While it's hardly as squirm-inducing as many of the dishes on modern restaurant menus—as an example, have you ever stopped to consider what foie gras actually is?—there's one cocktail ingredient that immediately separates the weak from the brave: raw eggs.
In truth, the lowly oeuf has a long history behind the bar, providing the foundation for an entire genre of flips, fizzes and other cocktails your grandparents' generation would be more familiar with. Fortunately, a number of North American barkeeps are grasping the yolk and steering adventurous patrons toward these cocktails. Some, such as Julie Reiner at the Clover Club in Manhattan, are experimenting with fruit purées to make more inventive whisky sours. Others, like Jackson Cannon, who dedicates an entire page of his cocktail menu at Boston's Eastern Standard to the egg, are more concerned with reviving the classics (his Grand Flip appears above). But when it comes to cracking the egg cocktail, there are few rules, only guidelines: A drink that contains egg white is known as a fizz; add the yolk and you've got yourself a flip.

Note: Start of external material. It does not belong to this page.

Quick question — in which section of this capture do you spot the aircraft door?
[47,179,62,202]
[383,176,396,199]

And what of salmonella? Get over it. The bacteria only shows up in around one in 20,000 eggs. Not bad odds, but you're even safer if you buy pasteurized eggs. Just make sure there are a couple left over for breakfast.
LE GRAND FLIP
1 ounce Calvados
1/2 ounce Benedictine
1/2 ounce orange juice
1 whole egg
1 bar spoon of sugar
Shake all the ingredients hard over ice and strain into a cocktail glass. Garnish with an orange twist.